It’s a novel approach to concert promotion that schedules the opening act 15 minutes before the venue website suggests the doors open, but such were the conditions the admirably stoical Julianna Barwick faced at this otherwise excellent Stag & Dagger-arranged event. Unsurprisingly, her audience was a bit thin.
This was a real shame given her distinctive power as an artist. Her album The Magic Place has received richly deserved acclaim, and watching her build up its extraordinary one-woman choir through the use of samplers and loops was completely enthralling. Whilst this technology can enable, it can also render artists curiously impotent, glued to their machines on the floor. Barwick wisely uses a table, and it’s clear that she’s every bit as involved with the music itself as with the process of making it. Much of the time, her eyes are closed in thoughtful reverie.
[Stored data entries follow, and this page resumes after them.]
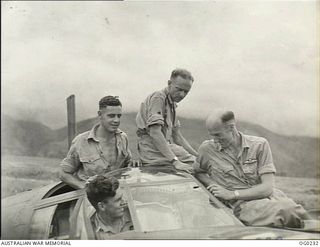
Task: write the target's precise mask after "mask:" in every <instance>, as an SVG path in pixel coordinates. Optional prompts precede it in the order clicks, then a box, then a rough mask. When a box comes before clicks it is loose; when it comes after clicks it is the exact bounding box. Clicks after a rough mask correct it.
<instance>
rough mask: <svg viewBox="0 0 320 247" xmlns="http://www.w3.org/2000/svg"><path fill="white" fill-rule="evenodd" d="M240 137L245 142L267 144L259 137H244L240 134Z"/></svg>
mask: <svg viewBox="0 0 320 247" xmlns="http://www.w3.org/2000/svg"><path fill="white" fill-rule="evenodd" d="M242 136H243V137H244V138H245V140H246V141H247V142H251V143H265V142H268V141H267V139H266V138H264V137H261V136H253V135H245V134H242Z"/></svg>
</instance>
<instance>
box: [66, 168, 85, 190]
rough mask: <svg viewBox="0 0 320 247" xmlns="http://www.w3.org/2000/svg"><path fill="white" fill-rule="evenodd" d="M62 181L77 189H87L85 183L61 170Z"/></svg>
mask: <svg viewBox="0 0 320 247" xmlns="http://www.w3.org/2000/svg"><path fill="white" fill-rule="evenodd" d="M60 179H61V180H62V181H63V182H65V183H67V184H69V185H70V186H71V187H73V188H75V189H83V188H84V187H85V183H84V181H81V180H80V179H78V178H77V177H75V176H74V175H73V174H70V173H67V172H65V171H63V170H60Z"/></svg>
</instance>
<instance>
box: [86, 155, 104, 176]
mask: <svg viewBox="0 0 320 247" xmlns="http://www.w3.org/2000/svg"><path fill="white" fill-rule="evenodd" d="M80 161H81V163H82V165H83V169H84V172H85V173H86V175H87V176H94V175H99V174H104V173H106V172H108V171H109V165H108V164H106V162H105V161H104V160H103V159H102V158H101V157H100V156H99V155H90V156H82V157H80Z"/></svg>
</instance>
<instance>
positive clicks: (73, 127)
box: [67, 95, 76, 148]
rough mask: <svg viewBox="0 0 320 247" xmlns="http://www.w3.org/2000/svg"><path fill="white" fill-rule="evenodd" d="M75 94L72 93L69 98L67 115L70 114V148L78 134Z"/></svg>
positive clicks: (69, 132)
mask: <svg viewBox="0 0 320 247" xmlns="http://www.w3.org/2000/svg"><path fill="white" fill-rule="evenodd" d="M74 99H75V96H74V95H70V96H69V97H68V98H67V115H68V147H69V148H70V146H71V142H72V140H73V139H74V138H75V136H76V107H75V100H74Z"/></svg>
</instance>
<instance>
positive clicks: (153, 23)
mask: <svg viewBox="0 0 320 247" xmlns="http://www.w3.org/2000/svg"><path fill="white" fill-rule="evenodd" d="M1 4H2V8H1V11H2V20H1V21H2V22H1V23H2V24H1V25H2V57H1V60H2V63H1V64H2V72H1V73H2V84H1V87H2V88H1V89H2V90H1V96H2V97H1V99H2V112H4V113H7V114H11V115H15V116H18V117H20V118H28V119H30V118H31V119H38V120H41V121H43V122H44V123H45V124H47V125H48V126H50V127H53V128H57V127H61V126H63V125H65V124H66V120H65V119H66V117H65V116H66V103H65V98H66V97H68V96H69V95H70V94H75V95H76V104H77V105H76V107H77V118H78V120H81V119H85V118H89V117H93V116H95V115H96V111H97V102H98V100H99V99H100V98H101V97H103V96H105V95H109V94H111V95H119V96H120V99H121V101H122V102H123V109H124V110H125V111H136V110H137V109H138V107H139V104H140V102H141V101H142V100H143V99H144V98H145V97H146V96H147V95H148V94H150V93H151V92H153V91H155V90H159V89H162V88H164V87H165V86H166V85H167V80H168V78H169V76H170V73H171V71H172V70H173V69H174V68H177V67H182V68H186V69H188V70H190V71H191V72H192V74H193V76H194V78H195V82H194V85H193V88H192V90H191V91H190V93H189V95H188V96H187V97H186V98H185V99H184V100H183V101H182V102H181V103H180V104H179V107H178V115H181V116H186V117H188V116H189V117H199V118H205V117H206V115H207V114H208V112H210V110H211V109H213V108H216V107H226V108H229V109H231V110H234V111H235V113H236V116H237V117H238V119H240V120H246V121H249V122H253V123H258V124H260V125H262V126H264V127H266V128H269V129H270V130H272V131H275V132H278V133H281V134H293V135H310V136H315V135H319V132H317V131H318V128H319V127H318V126H319V106H318V105H319V68H318V66H319V46H318V45H319V39H318V37H319V33H317V27H318V28H319V16H317V15H316V14H317V12H316V11H319V2H318V3H317V4H316V2H315V1H297V2H293V1H289V2H284V1H277V2H271V1H270V2H268V1H266V2H263V1H259V2H257V1H251V2H244V1H241V2H240V1H239V2H231V1H216V2H161V3H160V2H89V1H88V2H86V1H81V2H75V1H71V2H51V1H50V2H49V1H48V2H40V1H35V2H10V1H9V2H1Z"/></svg>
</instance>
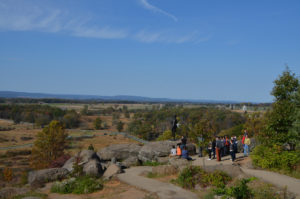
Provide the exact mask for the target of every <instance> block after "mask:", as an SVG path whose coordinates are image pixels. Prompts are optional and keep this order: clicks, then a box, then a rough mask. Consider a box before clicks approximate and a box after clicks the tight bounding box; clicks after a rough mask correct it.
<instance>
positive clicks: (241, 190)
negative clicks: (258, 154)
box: [226, 178, 253, 199]
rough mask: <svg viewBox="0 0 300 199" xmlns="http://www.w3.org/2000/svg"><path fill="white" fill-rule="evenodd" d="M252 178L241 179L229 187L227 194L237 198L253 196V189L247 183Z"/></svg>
mask: <svg viewBox="0 0 300 199" xmlns="http://www.w3.org/2000/svg"><path fill="white" fill-rule="evenodd" d="M251 180H252V179H251V178H247V179H241V180H240V181H238V183H237V184H236V185H235V186H233V187H230V188H228V189H227V191H226V195H229V196H232V197H234V198H236V199H249V198H252V196H253V193H252V190H251V189H250V188H249V187H248V185H247V183H248V182H250V181H251Z"/></svg>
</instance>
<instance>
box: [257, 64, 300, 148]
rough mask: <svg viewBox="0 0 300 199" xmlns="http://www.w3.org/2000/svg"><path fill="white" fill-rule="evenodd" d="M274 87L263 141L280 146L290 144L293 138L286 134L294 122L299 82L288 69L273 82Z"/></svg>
mask: <svg viewBox="0 0 300 199" xmlns="http://www.w3.org/2000/svg"><path fill="white" fill-rule="evenodd" d="M274 83H275V86H274V88H273V90H272V93H271V94H272V95H273V96H274V98H275V102H274V103H273V104H272V110H271V111H270V112H269V113H268V114H267V126H266V127H267V128H266V130H265V133H264V134H263V136H265V137H267V138H268V139H265V138H264V139H263V141H266V142H267V143H270V144H271V143H275V144H278V145H282V144H284V143H288V144H292V142H293V141H292V140H293V139H294V138H292V137H289V136H288V132H289V131H290V129H291V128H292V126H293V123H294V122H295V120H296V103H295V94H296V92H297V90H298V88H299V80H298V79H297V78H296V76H295V74H294V73H292V72H291V71H290V70H289V69H288V68H286V70H285V71H284V72H283V73H282V75H280V76H279V78H278V79H276V80H275V81H274Z"/></svg>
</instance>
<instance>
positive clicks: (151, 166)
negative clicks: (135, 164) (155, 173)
mask: <svg viewBox="0 0 300 199" xmlns="http://www.w3.org/2000/svg"><path fill="white" fill-rule="evenodd" d="M159 165H164V163H160V162H156V161H146V162H143V164H142V166H151V167H155V166H159Z"/></svg>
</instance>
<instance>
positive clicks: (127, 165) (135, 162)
mask: <svg viewBox="0 0 300 199" xmlns="http://www.w3.org/2000/svg"><path fill="white" fill-rule="evenodd" d="M138 162H139V159H138V158H137V156H131V157H128V158H127V159H126V160H124V161H123V162H122V165H123V166H124V167H127V168H128V167H131V166H135V165H137V164H138Z"/></svg>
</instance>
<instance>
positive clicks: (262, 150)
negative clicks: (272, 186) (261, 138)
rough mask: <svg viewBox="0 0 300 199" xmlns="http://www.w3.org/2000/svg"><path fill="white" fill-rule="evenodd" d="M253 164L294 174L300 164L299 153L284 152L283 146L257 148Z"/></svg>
mask: <svg viewBox="0 0 300 199" xmlns="http://www.w3.org/2000/svg"><path fill="white" fill-rule="evenodd" d="M251 157H252V160H253V164H254V165H256V166H258V167H261V168H264V169H275V170H276V169H279V170H284V171H288V172H292V171H293V170H294V169H295V168H296V166H297V165H298V164H299V163H300V153H299V151H284V150H283V149H282V147H281V146H278V145H273V146H272V147H267V146H264V145H260V146H257V147H256V148H255V149H254V151H253V153H252V156H251Z"/></svg>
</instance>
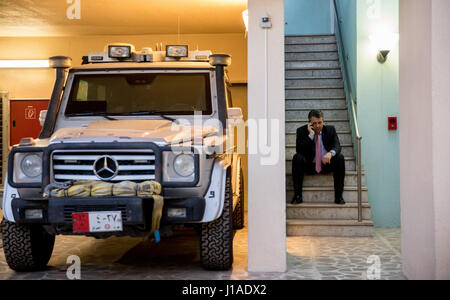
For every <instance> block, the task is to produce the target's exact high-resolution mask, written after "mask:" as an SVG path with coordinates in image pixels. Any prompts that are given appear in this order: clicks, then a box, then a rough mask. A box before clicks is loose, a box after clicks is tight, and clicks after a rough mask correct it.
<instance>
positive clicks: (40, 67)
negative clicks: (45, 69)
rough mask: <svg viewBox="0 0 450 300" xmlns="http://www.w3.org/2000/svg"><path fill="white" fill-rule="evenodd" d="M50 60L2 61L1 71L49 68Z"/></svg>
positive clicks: (19, 60)
mask: <svg viewBox="0 0 450 300" xmlns="http://www.w3.org/2000/svg"><path fill="white" fill-rule="evenodd" d="M49 67H50V64H49V61H48V59H6V60H3V59H2V60H0V69H17V68H21V69H23V68H49Z"/></svg>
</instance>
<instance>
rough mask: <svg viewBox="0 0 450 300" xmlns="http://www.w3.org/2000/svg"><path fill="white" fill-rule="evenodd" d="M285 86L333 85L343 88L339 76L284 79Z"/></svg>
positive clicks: (329, 85) (332, 85)
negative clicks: (284, 79)
mask: <svg viewBox="0 0 450 300" xmlns="http://www.w3.org/2000/svg"><path fill="white" fill-rule="evenodd" d="M285 87H287V88H290V87H298V88H307V87H313V88H318V87H333V88H344V81H343V80H342V79H341V78H308V79H286V80H285Z"/></svg>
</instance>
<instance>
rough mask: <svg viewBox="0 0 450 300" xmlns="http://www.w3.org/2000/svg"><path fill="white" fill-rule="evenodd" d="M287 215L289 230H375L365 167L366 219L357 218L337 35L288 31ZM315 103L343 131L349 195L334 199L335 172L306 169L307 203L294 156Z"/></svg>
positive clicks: (347, 125)
mask: <svg viewBox="0 0 450 300" xmlns="http://www.w3.org/2000/svg"><path fill="white" fill-rule="evenodd" d="M285 44H286V45H285V51H286V53H285V60H286V75H285V77H286V103H285V104H286V105H285V106H286V184H287V186H286V191H287V194H286V201H287V204H286V207H287V211H286V219H287V224H286V225H287V228H286V229H287V235H288V236H357V237H364V236H372V235H373V222H372V221H371V211H370V205H369V203H368V191H367V187H366V185H365V174H364V173H363V199H362V202H363V222H362V223H359V222H358V204H357V201H358V200H357V197H358V195H357V173H356V160H355V150H356V149H355V147H354V145H353V139H352V131H351V130H352V129H351V125H350V121H349V114H348V107H347V102H346V97H345V89H344V83H343V79H342V73H341V67H340V63H339V57H338V50H337V44H336V37H335V36H334V35H309V36H286V39H285ZM312 109H319V110H322V111H323V113H324V119H325V124H326V125H333V126H334V127H335V128H336V131H337V133H338V136H339V139H340V142H341V146H342V153H343V155H344V156H345V168H346V176H345V187H344V195H343V197H344V199H345V201H346V203H347V204H345V205H336V204H335V203H334V186H333V174H329V175H314V176H309V175H306V176H305V179H304V183H303V201H304V202H303V204H300V205H292V204H290V202H291V200H292V197H293V195H294V188H293V182H292V158H293V156H294V154H295V144H296V130H297V128H298V127H301V126H303V125H305V124H306V123H307V122H308V113H309V112H310V111H311V110H312Z"/></svg>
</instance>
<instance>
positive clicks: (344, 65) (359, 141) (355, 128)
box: [333, 0, 363, 223]
mask: <svg viewBox="0 0 450 300" xmlns="http://www.w3.org/2000/svg"><path fill="white" fill-rule="evenodd" d="M333 4H334V5H333V6H334V13H335V15H336V23H337V34H336V41H337V44H338V46H339V47H340V50H341V55H342V62H341V65H342V69H343V73H344V74H343V76H344V83H345V84H346V87H347V92H348V93H349V95H350V97H349V100H348V102H350V106H351V109H352V114H351V117H352V119H353V125H354V126H355V136H356V142H357V160H356V172H357V190H358V222H360V223H361V222H362V221H363V209H362V162H361V152H362V151H361V140H362V137H361V136H360V134H359V128H358V119H357V117H356V108H355V106H356V104H355V100H354V99H353V95H352V94H353V92H352V85H351V82H350V76H349V74H348V70H347V66H346V61H345V59H346V53H345V48H344V43H343V41H342V39H343V38H342V30H341V20H340V18H339V13H338V8H337V5H336V0H333ZM339 60H341V57H340V56H339Z"/></svg>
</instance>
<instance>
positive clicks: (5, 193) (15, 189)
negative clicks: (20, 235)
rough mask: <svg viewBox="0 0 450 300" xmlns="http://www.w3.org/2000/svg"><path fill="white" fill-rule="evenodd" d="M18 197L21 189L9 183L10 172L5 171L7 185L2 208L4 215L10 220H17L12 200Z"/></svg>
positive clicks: (4, 191)
mask: <svg viewBox="0 0 450 300" xmlns="http://www.w3.org/2000/svg"><path fill="white" fill-rule="evenodd" d="M17 197H19V191H18V190H17V189H16V188H14V187H12V186H10V185H9V184H8V173H5V185H4V189H3V201H2V207H1V208H2V211H3V217H4V218H5V219H6V220H8V221H10V222H15V219H14V214H13V211H12V200H13V199H14V198H17Z"/></svg>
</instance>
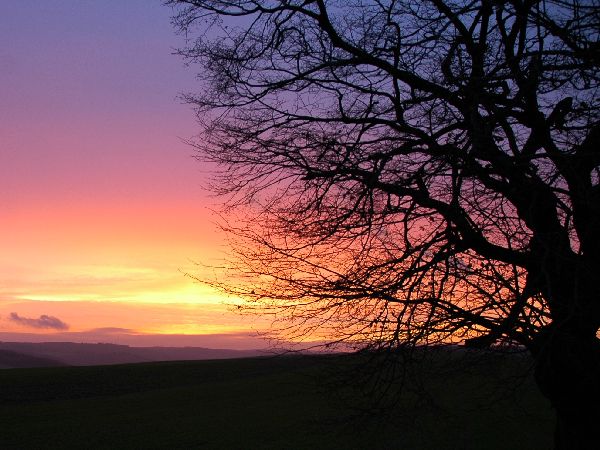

Barwick’s music presents something of a paradox – it is at once minimal and expansive. The limited time span on her looping system means that there are a limited number of chord changes as such but she responds to this by adding layer upon layer to the vertical harmony, making it richer and broader. Sometimes, it’s just a thickened layer of consonant beauty – at other times she emphasises peculiar dissonances. The overall effect is resonant, contemplative and beautiful.
The drummer-less drones and textures created by Emeralds are a little harder to describe or define, but are arguably no less exciting. Watching them live is something of a revelation in fact. On record, they seem serious, pensive and searching. In concert, they seem like a remarkably unconventional rock act, with Mark McGuire adopting guitar hero poses and drawing out an impressive array of often blues-based licks that sit brilliantly above the multi-faceted synth noise created by John Elliott and Steve Hauschildt.
It’s a compelling spectacle as much as it is an aural treat and appropriately overwhelming from the senses. Material from the outstanding Does It Look Like I’m Here album is developed through a sort of vigorous, iconoclastic musical attack. Amidst the layers of fuzz and noise is a heightened element of melody. There is a genuine sense of spontaneity and excitement in the way Emeralds perform.